The vulnerability description states:

The Hashicorp go-getter library before 1.5.11 could write SSH credentials into its logfile, exposing sensitive credentials to local users able to read the logfile.

The related pull request linked in the advisory added a new feature to the RedactURL function provided by go-getter, redacting the "sshkey" URL query parameter, in addition to the "password" URL query parameter. Before the change introduced in the PR, the function explicitly stated that only "password" would be redacted. Moreover, the go-getter library does not have a log file which SSH credentials, or anything else, can be written to.

We believe the advisory (and the CVE we plan to send a rebuttal for to NVD) is factually inaccurate, and should be removed. From previous interactions with NVD, a public rebuttal is required for updating CVE content, and this issue also serves that use case.

We are looking forward to your response, and please let us know if you require further clarification.

picatz avatar May 09 '22 20:05 picatz

Hi @picatz. We're looking at this now. Please could you help me understand a few details?

In the pull request description, it says "Redact SSH key from URL query parameter when printing the URL after a download error happens", which sounds a bit like it's fixing a bug (or possibly a vulnerability). However, if I have understood you correctly, it's not a bug in practice because RedactURL is a utility function that is never used in a security-sensitive way. For example, according to this comment, HashiCorp doesn't use RedactURL. So I think you're saying that this would only be a vulnerability in the hypothetical scenario where somebody pipes the output of RedactURL into a log file, but that's not how RedactURL is intended to be used, therefore it's not a vulnerability. Does that sound correct to you?

kevinbackhouse avatar May 17 '22 21:05 kevinbackhouse

sound correct but with the bot updated it seems to work well

marquisinpro avatar May 18 '22 07:05 marquisinpro

So I think you're saying that this would only be a vulnerability in the hypothetical scenario where somebody pipes the output of RedactURL into a log file, but that's not how RedactURL is intended to be used, therefore it's not a vulnerability. Does that sound correct to you?

👍 Correct, mostly! It's a bit nuanced, but I hope this context will help.

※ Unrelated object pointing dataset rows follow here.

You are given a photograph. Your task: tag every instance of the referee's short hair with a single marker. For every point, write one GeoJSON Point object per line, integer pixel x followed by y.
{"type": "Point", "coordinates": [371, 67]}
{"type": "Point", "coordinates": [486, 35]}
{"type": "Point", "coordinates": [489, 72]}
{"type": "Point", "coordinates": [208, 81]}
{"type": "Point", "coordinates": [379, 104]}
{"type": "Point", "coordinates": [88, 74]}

In https://github.com/hashicorp/go-getter/pull/319 an external contributor used the Redacted method, coming from the net/url package, for the first time in go-getter. This method was added in Go 1.15, breaking our usage in other places at the time.

https://github.com/hashicorp/go-getter/pull/336 attempted to fix this for our usage related to a Consul release, copying the method into the go-getter library, retaining the exact same functionality.

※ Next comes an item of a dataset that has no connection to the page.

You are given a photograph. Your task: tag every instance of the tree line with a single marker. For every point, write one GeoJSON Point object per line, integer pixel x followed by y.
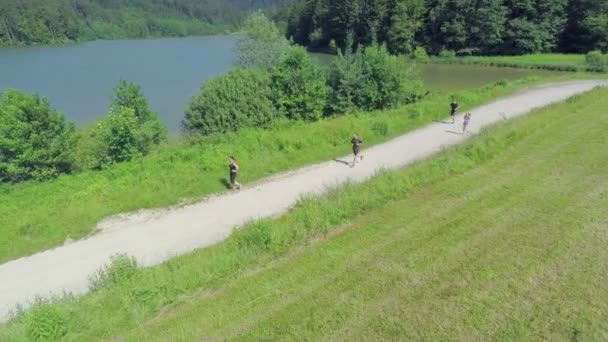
{"type": "Point", "coordinates": [24, 22]}
{"type": "Point", "coordinates": [273, 81]}
{"type": "Point", "coordinates": [467, 27]}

https://github.com/hashicorp/go-getter/pull/348 expanded the scope of the RedactURL function, which previously only redacted password from HTTP username/password combinations. Any other secrets that could exist as URL query parameters, or anywhere else in the URL, are not redacted by this function, as expected. Passing secrets this way is not preferred, but is supported.

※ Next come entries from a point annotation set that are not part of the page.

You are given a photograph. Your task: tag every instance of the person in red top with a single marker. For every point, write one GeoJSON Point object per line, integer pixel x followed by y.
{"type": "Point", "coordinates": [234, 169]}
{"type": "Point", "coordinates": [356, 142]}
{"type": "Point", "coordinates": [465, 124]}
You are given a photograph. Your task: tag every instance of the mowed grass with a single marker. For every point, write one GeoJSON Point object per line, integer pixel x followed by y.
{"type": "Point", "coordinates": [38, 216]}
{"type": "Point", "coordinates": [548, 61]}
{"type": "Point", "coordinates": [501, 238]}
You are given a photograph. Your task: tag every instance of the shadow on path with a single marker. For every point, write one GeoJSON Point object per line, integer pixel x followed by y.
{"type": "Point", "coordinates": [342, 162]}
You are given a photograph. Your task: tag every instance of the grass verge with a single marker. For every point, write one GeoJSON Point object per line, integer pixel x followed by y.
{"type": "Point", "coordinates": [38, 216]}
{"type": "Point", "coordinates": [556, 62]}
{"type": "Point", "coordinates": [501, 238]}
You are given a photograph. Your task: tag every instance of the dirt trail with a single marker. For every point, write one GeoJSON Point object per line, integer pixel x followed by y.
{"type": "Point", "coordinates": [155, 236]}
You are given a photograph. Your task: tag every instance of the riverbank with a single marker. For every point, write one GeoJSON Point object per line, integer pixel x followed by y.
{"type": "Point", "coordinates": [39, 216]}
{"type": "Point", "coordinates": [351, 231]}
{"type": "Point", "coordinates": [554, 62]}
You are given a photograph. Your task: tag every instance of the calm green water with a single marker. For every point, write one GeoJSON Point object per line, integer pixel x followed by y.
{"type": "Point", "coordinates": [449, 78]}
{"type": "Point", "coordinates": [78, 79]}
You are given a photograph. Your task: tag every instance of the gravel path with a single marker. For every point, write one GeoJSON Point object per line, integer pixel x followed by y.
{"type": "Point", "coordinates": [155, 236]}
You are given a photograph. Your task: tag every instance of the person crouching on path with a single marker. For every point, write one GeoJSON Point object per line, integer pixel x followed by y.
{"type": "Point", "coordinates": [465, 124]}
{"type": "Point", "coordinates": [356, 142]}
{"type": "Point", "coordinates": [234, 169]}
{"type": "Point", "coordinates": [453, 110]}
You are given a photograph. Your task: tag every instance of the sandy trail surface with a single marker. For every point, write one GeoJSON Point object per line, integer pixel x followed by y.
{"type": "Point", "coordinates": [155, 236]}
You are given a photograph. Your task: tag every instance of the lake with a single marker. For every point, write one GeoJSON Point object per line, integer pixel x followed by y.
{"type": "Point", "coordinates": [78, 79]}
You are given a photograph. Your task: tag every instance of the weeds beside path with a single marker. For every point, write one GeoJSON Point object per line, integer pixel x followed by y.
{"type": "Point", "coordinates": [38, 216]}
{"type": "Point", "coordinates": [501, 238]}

To be clear here: an error from the go-getter library can contain the URL associated with it. It is up to the caller of the library what to do with the error for their situation.

picatz avatar May 19 '22 19:05 picatz

Hi @picatz,

I'm sorry I forgot about this issue for so long. I'd like to close this issue now, if that's ok with you. Here are my reasons:

  1. The CVE was issued by NIST so we (GitHub) don't have the power to revoke it (although I do understand that you opened this issue because a public rebuttal is required for NIST to update the CVE).
  2. I believe it's better to warn users just in case, even if the chance that they're affected is low, so it does no harm for the issue to have a CVE.
  3. Because this issue is in a library, whether a user is affected depends on how they use the library, so it's quite a subtle issue to explain. Therefore, for most users, it's easiest to just upgrade and not worry about it.
  4. The issue is almost a year old now, so many users have probably upgraded by now.

Of course, if the CVE gets revoked then we will also revoke it in our database. By the way, one of my colleagues suggested that you might have better luck getting it revoked if you try contacting MITRE rather than NVD.